2020/04/02

Mandat za bieganie w wysokości 5 tys.? Sprawdziliśmy, czy to możliwe

Koronawirus. Mandat za bieganie w wysokości 5 tys.? Sprawdziliśmy, czy to możliweW internecie lotem błyskawicy rozeszło się zdjęcie, na którym jeden z użytkowników pokazuje „mandat karny”, opiewający na kwotę 5 tys. zł, który miał dostać za bieganie. Sprawdziliśmy, czy jest to możliwe.

Czy mandat w wysokości 5 tys. byłby możliwy?

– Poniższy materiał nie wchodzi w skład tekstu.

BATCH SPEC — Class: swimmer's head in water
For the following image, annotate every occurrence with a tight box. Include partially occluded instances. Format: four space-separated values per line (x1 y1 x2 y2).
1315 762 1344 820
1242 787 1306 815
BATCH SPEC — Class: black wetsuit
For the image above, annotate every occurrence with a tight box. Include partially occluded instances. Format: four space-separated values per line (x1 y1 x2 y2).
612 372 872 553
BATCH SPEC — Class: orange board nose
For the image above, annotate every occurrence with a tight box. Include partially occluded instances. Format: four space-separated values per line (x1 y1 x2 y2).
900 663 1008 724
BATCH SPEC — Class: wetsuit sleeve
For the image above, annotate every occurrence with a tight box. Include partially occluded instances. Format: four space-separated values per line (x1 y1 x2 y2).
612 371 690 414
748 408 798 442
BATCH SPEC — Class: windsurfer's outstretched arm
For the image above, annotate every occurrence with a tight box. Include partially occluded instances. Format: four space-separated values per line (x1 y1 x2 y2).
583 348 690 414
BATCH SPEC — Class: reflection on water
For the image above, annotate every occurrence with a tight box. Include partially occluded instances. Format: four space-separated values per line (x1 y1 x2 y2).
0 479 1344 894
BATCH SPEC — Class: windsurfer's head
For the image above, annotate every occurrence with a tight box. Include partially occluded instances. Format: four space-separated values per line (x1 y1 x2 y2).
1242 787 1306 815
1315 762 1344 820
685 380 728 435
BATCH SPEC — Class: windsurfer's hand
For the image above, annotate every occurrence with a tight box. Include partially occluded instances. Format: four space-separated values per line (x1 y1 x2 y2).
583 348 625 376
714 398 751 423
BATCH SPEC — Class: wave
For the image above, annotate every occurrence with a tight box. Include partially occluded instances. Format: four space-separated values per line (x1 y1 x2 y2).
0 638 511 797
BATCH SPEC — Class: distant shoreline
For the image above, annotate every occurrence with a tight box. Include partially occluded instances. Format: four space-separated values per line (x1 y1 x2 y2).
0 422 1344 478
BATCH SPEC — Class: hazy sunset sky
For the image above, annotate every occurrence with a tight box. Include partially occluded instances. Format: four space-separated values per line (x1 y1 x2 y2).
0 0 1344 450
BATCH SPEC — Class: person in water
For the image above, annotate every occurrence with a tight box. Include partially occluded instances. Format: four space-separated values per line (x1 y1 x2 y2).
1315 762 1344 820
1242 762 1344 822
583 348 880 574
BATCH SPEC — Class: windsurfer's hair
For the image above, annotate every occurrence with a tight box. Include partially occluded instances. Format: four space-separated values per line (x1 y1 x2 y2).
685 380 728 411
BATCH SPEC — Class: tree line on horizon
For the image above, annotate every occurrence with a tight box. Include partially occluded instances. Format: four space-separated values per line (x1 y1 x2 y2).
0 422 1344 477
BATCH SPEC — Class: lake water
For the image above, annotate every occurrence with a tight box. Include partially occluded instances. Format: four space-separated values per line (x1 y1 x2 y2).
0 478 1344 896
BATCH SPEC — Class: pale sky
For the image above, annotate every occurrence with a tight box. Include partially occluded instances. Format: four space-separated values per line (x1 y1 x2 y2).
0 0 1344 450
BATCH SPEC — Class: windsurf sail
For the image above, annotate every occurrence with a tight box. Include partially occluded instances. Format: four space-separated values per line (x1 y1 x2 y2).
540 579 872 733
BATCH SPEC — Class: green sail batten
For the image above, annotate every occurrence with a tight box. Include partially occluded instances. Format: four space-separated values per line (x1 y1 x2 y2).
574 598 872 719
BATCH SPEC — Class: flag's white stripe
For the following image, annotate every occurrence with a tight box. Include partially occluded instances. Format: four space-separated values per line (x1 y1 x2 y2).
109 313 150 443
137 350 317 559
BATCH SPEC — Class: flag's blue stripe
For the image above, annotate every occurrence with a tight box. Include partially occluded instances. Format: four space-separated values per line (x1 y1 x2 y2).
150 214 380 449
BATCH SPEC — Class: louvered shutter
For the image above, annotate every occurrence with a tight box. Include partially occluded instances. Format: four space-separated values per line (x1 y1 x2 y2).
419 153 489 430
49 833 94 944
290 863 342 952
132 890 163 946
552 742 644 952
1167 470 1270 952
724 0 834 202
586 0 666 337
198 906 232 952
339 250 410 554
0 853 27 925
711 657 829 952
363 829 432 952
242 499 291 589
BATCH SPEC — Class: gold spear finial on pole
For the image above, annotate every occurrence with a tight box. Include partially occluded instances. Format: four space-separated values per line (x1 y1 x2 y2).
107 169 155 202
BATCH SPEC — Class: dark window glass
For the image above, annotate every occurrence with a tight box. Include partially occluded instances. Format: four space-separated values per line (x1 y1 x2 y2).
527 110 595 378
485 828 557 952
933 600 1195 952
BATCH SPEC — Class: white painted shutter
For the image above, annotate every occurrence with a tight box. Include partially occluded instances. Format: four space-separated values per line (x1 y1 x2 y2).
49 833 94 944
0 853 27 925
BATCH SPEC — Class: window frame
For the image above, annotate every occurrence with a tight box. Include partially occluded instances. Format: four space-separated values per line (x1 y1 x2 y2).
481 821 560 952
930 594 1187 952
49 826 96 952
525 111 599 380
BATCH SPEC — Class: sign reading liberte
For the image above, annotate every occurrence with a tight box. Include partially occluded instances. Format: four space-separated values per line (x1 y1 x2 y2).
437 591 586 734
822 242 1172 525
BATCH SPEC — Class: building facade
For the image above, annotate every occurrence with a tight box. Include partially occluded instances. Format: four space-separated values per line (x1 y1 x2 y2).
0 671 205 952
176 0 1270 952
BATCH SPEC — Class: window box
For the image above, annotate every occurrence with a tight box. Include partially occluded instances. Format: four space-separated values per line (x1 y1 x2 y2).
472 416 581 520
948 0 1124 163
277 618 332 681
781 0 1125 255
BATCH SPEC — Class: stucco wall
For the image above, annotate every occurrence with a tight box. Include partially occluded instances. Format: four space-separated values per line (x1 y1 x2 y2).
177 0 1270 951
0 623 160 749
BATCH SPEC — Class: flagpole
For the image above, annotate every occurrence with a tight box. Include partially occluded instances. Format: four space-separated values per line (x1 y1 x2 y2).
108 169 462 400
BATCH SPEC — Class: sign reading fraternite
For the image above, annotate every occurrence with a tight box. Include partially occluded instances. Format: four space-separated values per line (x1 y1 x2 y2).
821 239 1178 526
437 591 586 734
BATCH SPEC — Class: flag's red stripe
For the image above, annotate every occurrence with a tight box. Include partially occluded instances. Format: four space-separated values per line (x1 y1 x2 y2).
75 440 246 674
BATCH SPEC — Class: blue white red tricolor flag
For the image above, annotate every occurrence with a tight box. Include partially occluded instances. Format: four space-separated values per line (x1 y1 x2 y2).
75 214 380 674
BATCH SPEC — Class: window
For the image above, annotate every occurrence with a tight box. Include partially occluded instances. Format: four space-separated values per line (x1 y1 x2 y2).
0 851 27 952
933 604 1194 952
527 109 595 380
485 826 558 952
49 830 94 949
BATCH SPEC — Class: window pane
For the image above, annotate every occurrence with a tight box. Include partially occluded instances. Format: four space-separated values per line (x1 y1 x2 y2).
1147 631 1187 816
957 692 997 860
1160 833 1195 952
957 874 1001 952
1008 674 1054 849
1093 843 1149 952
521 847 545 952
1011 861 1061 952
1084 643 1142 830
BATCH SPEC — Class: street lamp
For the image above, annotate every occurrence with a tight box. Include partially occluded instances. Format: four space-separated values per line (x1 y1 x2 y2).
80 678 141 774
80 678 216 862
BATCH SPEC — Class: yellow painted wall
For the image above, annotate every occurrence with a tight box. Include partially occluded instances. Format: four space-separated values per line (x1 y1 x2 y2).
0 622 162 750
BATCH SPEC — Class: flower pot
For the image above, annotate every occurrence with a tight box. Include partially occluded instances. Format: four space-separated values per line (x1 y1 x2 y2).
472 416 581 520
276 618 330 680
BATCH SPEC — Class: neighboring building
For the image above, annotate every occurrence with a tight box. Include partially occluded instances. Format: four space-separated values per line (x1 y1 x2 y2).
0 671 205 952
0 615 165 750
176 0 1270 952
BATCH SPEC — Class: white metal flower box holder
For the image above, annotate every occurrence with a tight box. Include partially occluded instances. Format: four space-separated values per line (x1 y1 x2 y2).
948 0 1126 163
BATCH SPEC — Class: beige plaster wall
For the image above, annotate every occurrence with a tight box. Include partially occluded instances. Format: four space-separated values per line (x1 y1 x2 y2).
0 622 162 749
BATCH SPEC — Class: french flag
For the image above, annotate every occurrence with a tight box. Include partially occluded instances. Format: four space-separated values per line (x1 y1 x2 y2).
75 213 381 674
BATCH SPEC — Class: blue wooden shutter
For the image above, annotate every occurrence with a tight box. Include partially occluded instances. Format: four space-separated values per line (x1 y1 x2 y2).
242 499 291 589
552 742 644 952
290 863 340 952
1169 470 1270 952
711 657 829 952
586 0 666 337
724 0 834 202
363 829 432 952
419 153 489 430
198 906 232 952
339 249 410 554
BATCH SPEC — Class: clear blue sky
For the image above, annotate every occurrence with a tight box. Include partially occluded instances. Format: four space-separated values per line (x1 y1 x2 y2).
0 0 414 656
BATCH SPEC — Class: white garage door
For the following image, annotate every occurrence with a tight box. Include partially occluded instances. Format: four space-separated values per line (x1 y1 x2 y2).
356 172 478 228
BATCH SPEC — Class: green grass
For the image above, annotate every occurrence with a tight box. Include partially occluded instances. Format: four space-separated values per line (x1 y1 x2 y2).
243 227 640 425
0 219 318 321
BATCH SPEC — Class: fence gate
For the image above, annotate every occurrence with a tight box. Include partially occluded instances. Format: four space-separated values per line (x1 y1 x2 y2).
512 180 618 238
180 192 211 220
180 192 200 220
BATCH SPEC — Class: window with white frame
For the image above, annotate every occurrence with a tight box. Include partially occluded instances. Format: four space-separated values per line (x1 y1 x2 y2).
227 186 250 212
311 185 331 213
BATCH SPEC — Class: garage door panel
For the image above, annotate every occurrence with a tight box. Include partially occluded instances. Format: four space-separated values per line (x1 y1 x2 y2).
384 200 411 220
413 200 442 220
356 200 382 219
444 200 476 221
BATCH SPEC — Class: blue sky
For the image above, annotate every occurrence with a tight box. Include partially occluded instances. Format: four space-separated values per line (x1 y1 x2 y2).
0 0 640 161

Przede wszystkim policja może wystawiać mandaty tylko na podstawie prawa, którym w tym wypadku jest kodeks postępowania w sprawach o wykroczenia. Jego art. 96 jasno mówi, że maksymalna kara w postępowaniu mandatowym to 500 zł, a w wyjątkowych przypadkach (gdy jeden czyn zabroniony jest przez więcej przepisów) - 1000 zł.
Czy oznacza to, że za popełnione wykroczenie grozi nam maksymalnie 1000 zł? Nie. Grzywny za wykroczenia mogą sięgnąć wysokości 5 tys. zł, jednak taka kwota może być wymierzona tylko przez sąd w osobnym postępowaniu. Nie ma więc mowy, by policjant wypisał nam mandat w takiej wysokości.
Osobną kwestią są specjalne kary administracyjne, które od środy może wymierzać sanepid. We wtorek wieczorem prezydent Andrzej Duda podpisał pakiet ustaw i nowelizacji zbiorczo nazywanych "tarczą antykryzysową". W zmienianych przepisach znalazły się te regulujące funkcjonowanie stanu epidemii. Według nowego prawa za łamanie ograniczeń w przemieszczaniu się powiatowy inspektor sanitarny może nałożyć karę od 5 tys. do 30 tys. zł. Z kolei za korzystanie z terenów zielonych, takich jak parki czy bulwary kara może wynieść od 10 tys. do 30 tys. zł.
Kara podlega natychmiastowemu wykonaniu z momentem doręczenia i powinna być zapłacona w ciągu siedmiu dni.Konkludując, policja nie może wymierzyć mandatu karnego w wysokości 5 tys. zł. Karę w tej wysokości (a nawet wyższej) może nałożyć sanepid, jednak nie odbywa się to za pomocą mandatu, a decyzji administracyjnej.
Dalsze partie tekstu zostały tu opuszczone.